Influence of ligand rigidity and ring substitution on the structural and electronic behavior of trivalent iron and gallium complexes with asymmetric tridentate ligands.

Species 1-6 are [M(III)(L)2]ClO4 complexes formed with the PhO--CH=N-CH2-Py imines, (L(I))- and (L(tBuI))-, and PhO--CH2-NH-CH2-Py amines, (L(A))- and (L(tBuA))-, in which PhO- is a phenolate ring and Py is a pyridine ring and the prefix tBu indicates the presence of tertiary butyl groups occupying the positions 4 and 6 of the phenol ring. Monometallic species with d5 high-spin iron (1, 2, 3, 4) and d10 gallium (5, 6) were synthesized and characterized to assess the influence of the ligand rigidity and the presence of tertiary butyl-substituted phenol rings on their steric, electronic, and redox behavior. Characterization by elemental analysis, mass spectrometry, IR, UV-visible, and EPR spectroscopies, and electrochemistry has been performed, and complexes [FeIII(L(tBuI))2]ClO4 (2), [FeIII(L(tBuA))2]ClO4 (4), and [Ga(III)(L(tBuI))2]ClO4 (5) have been characterized by X-ray crystallography.

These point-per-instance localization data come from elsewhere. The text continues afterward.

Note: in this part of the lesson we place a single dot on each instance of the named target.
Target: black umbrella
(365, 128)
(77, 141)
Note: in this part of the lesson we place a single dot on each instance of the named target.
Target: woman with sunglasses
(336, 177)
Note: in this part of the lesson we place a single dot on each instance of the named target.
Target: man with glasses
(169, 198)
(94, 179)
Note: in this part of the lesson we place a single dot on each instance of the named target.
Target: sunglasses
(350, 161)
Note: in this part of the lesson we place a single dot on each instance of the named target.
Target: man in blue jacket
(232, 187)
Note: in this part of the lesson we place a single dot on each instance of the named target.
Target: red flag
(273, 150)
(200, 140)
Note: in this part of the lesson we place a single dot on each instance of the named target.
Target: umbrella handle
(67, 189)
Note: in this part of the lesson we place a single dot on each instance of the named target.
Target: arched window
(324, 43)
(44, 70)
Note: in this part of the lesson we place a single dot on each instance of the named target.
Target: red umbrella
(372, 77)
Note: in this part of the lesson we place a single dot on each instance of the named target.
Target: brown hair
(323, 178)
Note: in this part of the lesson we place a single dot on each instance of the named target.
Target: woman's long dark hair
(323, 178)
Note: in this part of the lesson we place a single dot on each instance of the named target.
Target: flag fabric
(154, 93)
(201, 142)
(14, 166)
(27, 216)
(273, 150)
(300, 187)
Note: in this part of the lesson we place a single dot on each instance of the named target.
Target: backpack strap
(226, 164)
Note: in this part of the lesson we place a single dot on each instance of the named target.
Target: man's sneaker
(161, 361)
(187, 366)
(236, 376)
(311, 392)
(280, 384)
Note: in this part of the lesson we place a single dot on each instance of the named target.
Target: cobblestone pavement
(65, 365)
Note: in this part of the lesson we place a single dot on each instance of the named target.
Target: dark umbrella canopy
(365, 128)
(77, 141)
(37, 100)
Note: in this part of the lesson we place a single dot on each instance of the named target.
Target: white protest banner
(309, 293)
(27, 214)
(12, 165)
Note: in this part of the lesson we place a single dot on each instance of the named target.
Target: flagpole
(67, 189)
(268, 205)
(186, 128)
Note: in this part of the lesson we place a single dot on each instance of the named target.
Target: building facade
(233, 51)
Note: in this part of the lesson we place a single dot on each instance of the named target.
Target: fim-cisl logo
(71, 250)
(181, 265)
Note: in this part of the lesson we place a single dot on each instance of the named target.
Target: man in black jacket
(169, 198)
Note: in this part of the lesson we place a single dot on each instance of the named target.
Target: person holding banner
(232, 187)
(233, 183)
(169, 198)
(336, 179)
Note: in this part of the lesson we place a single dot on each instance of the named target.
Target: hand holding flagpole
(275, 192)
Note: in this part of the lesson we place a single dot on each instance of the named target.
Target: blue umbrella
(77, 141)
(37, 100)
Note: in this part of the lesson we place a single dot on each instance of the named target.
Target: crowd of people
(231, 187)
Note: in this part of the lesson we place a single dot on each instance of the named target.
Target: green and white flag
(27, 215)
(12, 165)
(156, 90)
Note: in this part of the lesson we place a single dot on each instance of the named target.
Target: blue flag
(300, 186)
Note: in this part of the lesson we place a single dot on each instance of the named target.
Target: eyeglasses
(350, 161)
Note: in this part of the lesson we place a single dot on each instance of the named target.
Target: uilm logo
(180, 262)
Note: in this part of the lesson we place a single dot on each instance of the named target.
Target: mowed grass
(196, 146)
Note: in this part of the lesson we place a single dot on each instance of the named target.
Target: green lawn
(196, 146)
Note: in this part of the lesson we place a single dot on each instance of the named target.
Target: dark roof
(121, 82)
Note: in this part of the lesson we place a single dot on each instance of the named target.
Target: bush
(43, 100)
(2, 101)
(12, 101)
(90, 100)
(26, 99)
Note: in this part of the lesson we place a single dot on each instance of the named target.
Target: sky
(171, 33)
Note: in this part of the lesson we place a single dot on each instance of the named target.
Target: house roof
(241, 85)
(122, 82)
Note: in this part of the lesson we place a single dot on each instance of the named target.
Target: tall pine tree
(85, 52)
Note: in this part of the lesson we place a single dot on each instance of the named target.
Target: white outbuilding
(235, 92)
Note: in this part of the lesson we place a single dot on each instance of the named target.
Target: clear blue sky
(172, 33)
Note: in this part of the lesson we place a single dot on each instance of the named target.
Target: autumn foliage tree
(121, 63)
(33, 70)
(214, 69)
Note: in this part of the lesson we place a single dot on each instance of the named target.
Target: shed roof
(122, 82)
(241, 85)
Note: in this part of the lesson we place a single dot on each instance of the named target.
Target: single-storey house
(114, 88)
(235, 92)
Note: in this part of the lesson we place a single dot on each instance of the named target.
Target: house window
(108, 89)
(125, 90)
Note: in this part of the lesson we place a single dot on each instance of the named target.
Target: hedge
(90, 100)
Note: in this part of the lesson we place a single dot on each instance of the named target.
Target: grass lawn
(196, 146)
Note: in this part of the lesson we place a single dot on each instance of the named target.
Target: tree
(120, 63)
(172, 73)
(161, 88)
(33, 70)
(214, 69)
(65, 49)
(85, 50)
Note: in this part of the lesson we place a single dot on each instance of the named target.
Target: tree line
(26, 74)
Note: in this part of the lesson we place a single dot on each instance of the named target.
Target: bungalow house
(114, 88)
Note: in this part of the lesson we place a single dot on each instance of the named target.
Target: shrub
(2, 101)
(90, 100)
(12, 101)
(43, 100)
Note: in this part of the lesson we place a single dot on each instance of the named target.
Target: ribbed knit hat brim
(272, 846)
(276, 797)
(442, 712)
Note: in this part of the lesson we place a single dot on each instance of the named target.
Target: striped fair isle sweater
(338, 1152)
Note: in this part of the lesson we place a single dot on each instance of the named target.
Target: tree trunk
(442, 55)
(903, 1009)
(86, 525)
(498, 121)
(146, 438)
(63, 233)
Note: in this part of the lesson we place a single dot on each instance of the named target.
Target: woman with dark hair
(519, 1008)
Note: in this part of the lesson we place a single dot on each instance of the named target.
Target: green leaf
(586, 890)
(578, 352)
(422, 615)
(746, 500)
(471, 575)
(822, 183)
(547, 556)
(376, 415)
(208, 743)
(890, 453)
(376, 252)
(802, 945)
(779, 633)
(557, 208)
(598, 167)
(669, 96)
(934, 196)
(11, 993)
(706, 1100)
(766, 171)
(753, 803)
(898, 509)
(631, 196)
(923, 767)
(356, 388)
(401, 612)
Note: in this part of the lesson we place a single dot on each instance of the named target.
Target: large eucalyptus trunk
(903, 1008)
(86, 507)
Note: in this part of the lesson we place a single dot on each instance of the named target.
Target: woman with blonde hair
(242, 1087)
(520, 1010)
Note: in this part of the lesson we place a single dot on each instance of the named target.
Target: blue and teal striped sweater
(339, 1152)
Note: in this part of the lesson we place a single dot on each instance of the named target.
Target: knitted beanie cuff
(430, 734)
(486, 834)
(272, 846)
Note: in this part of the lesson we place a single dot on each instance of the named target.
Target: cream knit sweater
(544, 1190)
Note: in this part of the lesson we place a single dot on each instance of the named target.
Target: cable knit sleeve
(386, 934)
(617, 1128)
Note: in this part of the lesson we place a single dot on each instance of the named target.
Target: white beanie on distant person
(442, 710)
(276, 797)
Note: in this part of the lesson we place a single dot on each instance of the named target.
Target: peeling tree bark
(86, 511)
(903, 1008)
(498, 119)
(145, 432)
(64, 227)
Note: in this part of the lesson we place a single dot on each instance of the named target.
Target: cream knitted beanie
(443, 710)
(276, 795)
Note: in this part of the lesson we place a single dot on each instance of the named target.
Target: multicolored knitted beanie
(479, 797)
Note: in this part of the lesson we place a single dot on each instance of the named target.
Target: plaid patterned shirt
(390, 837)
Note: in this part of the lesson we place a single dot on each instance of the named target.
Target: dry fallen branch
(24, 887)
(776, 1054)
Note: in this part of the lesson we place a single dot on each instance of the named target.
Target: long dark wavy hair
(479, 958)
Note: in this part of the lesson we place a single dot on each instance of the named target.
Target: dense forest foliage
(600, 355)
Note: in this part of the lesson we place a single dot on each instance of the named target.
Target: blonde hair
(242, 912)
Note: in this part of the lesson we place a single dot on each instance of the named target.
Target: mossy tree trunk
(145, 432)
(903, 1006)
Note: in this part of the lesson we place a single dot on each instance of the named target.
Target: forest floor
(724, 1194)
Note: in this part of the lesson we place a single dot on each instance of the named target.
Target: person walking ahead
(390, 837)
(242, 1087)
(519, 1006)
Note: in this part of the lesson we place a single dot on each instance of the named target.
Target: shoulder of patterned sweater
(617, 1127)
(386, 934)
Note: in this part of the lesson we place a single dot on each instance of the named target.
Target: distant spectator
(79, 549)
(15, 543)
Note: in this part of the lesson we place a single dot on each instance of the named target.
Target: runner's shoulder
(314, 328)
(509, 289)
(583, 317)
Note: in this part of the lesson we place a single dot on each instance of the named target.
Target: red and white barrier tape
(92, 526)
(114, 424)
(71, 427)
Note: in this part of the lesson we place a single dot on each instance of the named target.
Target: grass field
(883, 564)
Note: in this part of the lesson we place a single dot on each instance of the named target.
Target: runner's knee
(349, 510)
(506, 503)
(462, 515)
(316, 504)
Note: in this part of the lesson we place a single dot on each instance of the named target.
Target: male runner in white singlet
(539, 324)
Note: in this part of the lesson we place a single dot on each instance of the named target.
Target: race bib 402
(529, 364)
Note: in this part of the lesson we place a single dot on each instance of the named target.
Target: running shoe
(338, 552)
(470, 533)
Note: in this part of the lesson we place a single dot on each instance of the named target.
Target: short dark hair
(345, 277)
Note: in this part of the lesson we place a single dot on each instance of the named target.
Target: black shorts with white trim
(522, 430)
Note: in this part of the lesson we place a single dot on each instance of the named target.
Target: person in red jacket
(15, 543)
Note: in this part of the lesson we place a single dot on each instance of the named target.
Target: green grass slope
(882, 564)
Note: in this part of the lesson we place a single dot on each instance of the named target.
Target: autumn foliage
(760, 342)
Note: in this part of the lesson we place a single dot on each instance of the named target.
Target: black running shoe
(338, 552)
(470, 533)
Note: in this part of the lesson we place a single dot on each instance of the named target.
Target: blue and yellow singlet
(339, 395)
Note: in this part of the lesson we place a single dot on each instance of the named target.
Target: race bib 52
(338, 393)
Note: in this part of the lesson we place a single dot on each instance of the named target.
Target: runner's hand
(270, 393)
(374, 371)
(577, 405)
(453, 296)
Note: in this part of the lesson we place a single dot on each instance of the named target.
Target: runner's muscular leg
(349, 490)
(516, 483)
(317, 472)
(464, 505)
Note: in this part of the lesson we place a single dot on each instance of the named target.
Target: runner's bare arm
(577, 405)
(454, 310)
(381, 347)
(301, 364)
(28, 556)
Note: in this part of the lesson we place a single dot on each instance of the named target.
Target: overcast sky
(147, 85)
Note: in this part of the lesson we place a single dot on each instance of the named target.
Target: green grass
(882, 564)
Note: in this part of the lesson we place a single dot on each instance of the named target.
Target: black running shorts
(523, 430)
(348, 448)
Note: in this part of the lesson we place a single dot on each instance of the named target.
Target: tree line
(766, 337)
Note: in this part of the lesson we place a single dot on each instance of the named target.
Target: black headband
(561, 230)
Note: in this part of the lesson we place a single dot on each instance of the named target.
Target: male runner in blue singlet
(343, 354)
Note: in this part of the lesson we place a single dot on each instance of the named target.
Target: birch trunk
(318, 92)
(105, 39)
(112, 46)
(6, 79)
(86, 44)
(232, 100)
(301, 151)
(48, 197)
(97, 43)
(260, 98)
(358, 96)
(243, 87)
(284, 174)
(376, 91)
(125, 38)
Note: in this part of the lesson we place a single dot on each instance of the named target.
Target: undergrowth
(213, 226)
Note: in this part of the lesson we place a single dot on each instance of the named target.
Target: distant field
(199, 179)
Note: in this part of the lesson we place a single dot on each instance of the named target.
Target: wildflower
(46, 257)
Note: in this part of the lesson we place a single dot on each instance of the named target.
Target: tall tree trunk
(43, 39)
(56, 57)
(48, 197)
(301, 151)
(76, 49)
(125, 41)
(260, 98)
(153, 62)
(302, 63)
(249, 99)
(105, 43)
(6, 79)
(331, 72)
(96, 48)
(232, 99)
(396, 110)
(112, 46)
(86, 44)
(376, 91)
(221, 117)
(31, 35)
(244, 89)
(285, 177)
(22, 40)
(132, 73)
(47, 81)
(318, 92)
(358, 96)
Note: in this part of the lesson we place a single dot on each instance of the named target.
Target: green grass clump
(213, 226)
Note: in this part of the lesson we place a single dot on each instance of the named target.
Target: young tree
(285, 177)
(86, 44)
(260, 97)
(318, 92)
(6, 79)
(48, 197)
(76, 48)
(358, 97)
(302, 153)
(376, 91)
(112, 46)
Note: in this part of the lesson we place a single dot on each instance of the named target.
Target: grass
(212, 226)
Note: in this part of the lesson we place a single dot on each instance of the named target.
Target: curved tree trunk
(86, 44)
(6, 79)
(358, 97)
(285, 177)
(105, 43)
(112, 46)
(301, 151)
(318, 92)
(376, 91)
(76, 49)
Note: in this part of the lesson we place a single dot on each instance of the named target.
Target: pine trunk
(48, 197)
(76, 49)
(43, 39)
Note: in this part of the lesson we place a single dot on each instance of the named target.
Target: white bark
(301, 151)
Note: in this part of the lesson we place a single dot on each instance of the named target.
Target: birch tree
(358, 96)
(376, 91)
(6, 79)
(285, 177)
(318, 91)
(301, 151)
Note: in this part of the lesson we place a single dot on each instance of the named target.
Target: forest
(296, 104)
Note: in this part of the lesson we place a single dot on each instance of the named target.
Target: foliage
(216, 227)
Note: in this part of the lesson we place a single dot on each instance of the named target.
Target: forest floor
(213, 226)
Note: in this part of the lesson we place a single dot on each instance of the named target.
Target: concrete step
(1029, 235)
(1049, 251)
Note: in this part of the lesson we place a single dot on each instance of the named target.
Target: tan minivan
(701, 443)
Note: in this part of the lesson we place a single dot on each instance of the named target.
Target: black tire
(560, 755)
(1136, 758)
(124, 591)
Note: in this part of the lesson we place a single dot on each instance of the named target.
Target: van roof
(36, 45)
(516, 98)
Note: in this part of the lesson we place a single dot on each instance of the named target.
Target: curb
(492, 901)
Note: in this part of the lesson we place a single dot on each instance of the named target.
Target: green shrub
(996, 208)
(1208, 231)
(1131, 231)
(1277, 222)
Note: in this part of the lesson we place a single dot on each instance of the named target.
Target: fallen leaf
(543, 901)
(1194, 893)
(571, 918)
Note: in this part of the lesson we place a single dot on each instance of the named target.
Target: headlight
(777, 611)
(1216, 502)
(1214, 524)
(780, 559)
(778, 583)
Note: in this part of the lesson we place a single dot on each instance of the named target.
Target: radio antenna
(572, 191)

The crystal structures show the imine ligands meridionally coordinated to the metal centers, whereas the amine ligands are coordinate in a facial mode. Cyclic voltammetry shows that the complexes with the ligands (L(tBuI))- and (L(tBuA))- were able to generate ligand-based phenoxyl radicals, whereas unsubstituted ligands displayed ill-defined redox processes. EPR spectroscopy supports high-spin configurations for the iron complexes. UV-visible spectra are dominated by charge-transfer phenomena, and imine compounds exhibit dramatic hyperchromism when compared to equivalent amines. The tertiary butyl groups on the phenolate ring enhance this trend. Detailed B3LYP/6-31G(d)-level calculations have been used to account for the results observed.